Résumé :
La gestion quantitative de l’eau en Europe est un des facteurs essentiels pour l’atteinte des objectifs environnementaux fixés dans la Directive Cadre sur l’Eau. La Commission Européenne a ainsi encouragé la mise en œuvre de débits environnementaux, et des investissements pour l’augmentation de l’efficience des réseaux d’eau potable et d’irrigation.
Toutefois, l’efficacité environnementale de la modernisation des réseaux fait débat aussi bien dans la littérature scientifique (Grafton et al., 2018) qu’au sein d’organismes publics qui l’encourage (Acteon & CE, 2012).
En effet, « l’économie d’eau » correspond à une redistribution des flux entre de multiples usagers et l’environnement, à l’échelle du bassin versant, et les impacts de la modernisation dépendent donc de nombreux facteurs (possibilité d’augmenter les surfaces irriguées et les rendements, réglementation des autorisations à prélever, etc.).
Si les aspects techniques du problème sont relativement bien connus, les enjeux politiques liés à la modernisation des réseaux d’irrigation ont été plus rarement explorés (Venot et al., 2017), en particulier dans le cas de la réallocation d’eau vers l’environnement (Marshall & Alexandra, 2016).
Le bassin de la Durance, dans le Sud-Est de la France, représente un cas d’étude idéal car les nombreuses infrastructures rendent particulièrement visible la dimension politique des projets d’économie d’eau, liée à la réallocation des ressources. Cela a donné lieu à la création d’instruments de politique publique spécifiques, et s’intègre dans une trajectoire longue de plus de 50 ans.
En nous appuyant sur la sociologie de l’action publique et la political ecology, nous analysons les paradigmes des politiques d’économie et réallocation d’eau dans le temps long, leurs territorialisations et leurs effets dans le bassin de la Durance.

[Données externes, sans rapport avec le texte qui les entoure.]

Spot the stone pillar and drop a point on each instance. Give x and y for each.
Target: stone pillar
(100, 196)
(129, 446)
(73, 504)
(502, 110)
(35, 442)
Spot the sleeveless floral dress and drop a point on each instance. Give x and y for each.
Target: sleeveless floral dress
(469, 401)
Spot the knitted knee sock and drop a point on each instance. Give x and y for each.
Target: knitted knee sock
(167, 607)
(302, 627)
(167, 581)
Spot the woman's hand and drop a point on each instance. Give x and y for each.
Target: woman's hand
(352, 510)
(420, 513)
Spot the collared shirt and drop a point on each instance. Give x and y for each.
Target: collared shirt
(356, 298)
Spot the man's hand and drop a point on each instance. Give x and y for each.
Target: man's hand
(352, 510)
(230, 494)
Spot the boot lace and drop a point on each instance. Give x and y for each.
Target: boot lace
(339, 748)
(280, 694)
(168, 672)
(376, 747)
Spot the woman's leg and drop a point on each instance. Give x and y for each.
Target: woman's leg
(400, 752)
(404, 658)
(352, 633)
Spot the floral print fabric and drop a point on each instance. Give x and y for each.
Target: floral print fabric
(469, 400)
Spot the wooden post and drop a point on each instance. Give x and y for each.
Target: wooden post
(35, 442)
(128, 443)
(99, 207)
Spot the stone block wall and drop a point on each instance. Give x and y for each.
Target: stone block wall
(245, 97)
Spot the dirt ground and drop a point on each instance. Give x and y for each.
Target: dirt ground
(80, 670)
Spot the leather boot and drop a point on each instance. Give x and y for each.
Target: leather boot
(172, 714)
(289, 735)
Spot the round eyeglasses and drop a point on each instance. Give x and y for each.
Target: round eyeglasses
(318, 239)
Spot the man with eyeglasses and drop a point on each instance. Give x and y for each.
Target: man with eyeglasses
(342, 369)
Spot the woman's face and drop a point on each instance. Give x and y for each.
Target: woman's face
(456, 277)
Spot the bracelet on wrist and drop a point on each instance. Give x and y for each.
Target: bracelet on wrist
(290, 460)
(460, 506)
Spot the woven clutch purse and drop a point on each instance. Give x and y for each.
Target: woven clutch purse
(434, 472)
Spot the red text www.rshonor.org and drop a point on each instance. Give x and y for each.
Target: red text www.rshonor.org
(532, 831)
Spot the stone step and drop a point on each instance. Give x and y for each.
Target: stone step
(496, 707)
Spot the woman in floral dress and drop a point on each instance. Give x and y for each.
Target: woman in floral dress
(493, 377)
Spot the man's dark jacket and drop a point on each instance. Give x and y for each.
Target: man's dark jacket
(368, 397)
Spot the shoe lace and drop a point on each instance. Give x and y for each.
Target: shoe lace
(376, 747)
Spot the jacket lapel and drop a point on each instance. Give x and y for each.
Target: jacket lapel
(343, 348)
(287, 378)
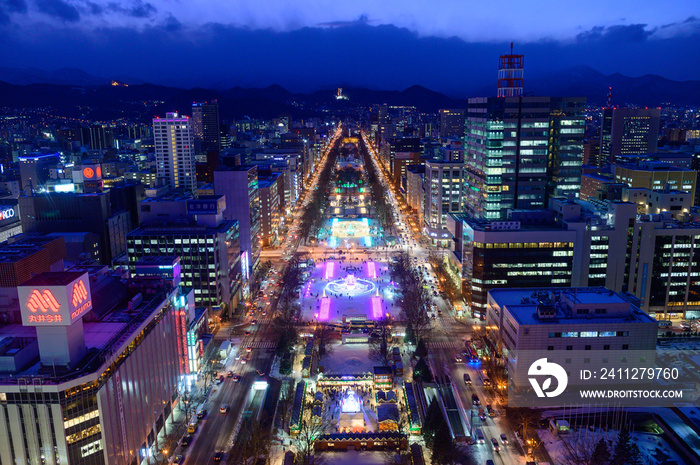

Dans notre présentation, nous nous intéresserons à l’un des instruments centraux de cette politique : un ‘Compte Epargne Volume’ visant la réallocation d’eau vers les milieux naturels duranciens. Nous montrerons que cet outil de quantification des économies d’eau peut être analysé comme un arrangement institutionnel ambigu, ayant permis l’agrégation d’intérêts divers et le maintien d’une politique dont les effets restent controversés.